After covering the basics and spurring initial adoption with your onboarding, you need to continue to show users how they can do things faster, how they can get to the “next step,” how they can leverage productivity and other advanced features.
Eric spotlighted two examples here—Slack and Mint:
Both of which offer users tips on using their product in a more productive way.
Another tip is to expose users to premiums features—regardless of whether or not they currently have access to them. “Now that I’ve got this user to be a regular user and see the basic value, now expose them to even more things they can do,” Eric said.
LinkedIn and Dropbox are a great example of this:
By constantly exposing the features and value of premium membership, the company draws users to upgrade and adopt more features.
Validate
The last step is to validate whether the changes you’ve made actually drive greater product adoption. Does the data you were originally seeing still hold true? Now that you’re getting more users to the Aha! moment faster, are they all still showing a higher retention rate?
Answering these questions ensures your improvements are effective and validates that you’ve properly identified the right Aha! moment to aim for. If not, you may need to reassess your data and test out a new hypothesis.
Validation is the critical step in this process—not only the first time through but every time. Because here’s the thing: It’s pretty rare for your Aha! moment to stay the same forever.
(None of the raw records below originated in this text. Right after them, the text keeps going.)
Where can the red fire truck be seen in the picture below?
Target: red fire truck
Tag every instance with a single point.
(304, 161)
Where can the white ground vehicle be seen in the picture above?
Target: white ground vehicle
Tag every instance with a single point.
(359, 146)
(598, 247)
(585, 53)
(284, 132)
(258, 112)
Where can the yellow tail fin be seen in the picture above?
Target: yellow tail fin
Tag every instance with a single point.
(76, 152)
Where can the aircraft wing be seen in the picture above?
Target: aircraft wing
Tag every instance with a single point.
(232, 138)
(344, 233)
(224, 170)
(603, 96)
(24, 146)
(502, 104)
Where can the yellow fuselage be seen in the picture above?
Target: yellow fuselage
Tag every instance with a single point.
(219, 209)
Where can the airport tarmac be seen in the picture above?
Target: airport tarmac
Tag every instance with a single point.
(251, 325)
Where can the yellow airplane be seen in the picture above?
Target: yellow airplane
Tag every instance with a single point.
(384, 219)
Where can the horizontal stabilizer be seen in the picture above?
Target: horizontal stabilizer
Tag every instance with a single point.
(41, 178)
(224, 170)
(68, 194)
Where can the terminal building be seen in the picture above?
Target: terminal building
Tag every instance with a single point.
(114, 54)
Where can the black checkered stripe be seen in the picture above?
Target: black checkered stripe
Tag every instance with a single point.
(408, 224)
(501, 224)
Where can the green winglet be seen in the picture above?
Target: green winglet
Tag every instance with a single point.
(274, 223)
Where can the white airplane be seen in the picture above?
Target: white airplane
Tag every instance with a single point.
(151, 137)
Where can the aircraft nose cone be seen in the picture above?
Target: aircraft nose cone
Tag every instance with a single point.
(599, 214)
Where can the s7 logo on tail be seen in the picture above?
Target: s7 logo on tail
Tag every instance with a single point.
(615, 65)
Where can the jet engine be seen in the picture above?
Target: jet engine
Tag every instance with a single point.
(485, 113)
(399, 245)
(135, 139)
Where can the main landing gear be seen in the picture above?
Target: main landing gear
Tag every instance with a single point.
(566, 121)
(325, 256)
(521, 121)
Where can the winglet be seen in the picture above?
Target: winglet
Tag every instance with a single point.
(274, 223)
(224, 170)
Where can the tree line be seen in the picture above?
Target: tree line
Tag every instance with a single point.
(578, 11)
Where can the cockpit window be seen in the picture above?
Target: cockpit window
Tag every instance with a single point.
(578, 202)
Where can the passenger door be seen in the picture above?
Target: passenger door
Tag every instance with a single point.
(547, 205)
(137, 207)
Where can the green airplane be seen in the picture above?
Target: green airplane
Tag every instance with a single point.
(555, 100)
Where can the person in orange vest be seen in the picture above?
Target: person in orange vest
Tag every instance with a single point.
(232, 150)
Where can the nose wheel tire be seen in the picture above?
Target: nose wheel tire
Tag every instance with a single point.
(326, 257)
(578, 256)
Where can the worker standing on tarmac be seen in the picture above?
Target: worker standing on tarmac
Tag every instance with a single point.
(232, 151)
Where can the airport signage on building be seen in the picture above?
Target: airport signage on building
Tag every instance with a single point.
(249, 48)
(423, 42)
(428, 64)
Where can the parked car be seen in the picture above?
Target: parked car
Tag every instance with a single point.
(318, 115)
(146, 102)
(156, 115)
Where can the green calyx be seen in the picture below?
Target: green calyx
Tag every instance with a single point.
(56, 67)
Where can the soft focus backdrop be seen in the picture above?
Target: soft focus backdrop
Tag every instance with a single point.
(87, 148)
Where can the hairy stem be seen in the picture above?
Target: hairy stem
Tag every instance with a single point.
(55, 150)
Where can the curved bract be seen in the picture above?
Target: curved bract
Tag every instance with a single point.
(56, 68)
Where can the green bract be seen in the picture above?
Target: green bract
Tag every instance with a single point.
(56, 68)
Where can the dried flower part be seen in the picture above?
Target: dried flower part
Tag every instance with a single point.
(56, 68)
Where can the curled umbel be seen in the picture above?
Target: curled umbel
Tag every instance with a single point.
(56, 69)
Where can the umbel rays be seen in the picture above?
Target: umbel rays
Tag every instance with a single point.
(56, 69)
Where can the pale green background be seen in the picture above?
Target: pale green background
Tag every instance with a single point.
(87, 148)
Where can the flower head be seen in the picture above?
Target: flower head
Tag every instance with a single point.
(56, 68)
According to Esmeralda, A/B testing is key here, measuring a variant that includes your changes against a control. For example, Prezi, an Indicative customer that offers presentation software and competes with Powerpoint, A/B tested how they drop new users into the product. The control was their current flow, which dropped users right into a blank slide. They tested that against dropping users into a fleshed-out slide template they can modify.
Prezi found that the template helped users get to the Aha! moment significantly faster, validating their hypothesis and enabling them to roll out the change universally.
Analyze > Improve > Validate > Repeat
If there’s one thing the panelists emphasized throughout the webinar, it’s this: Growing product adoption is a cyclical, iterative process. You don’t complete the 3 steps and call it a day.
By hypothesizing, implementing, and testing product changes in a continuous loop, you can drive product adoption in significant numbers—increasing retention, growing ARPU, and improving any business metrics you prioritize.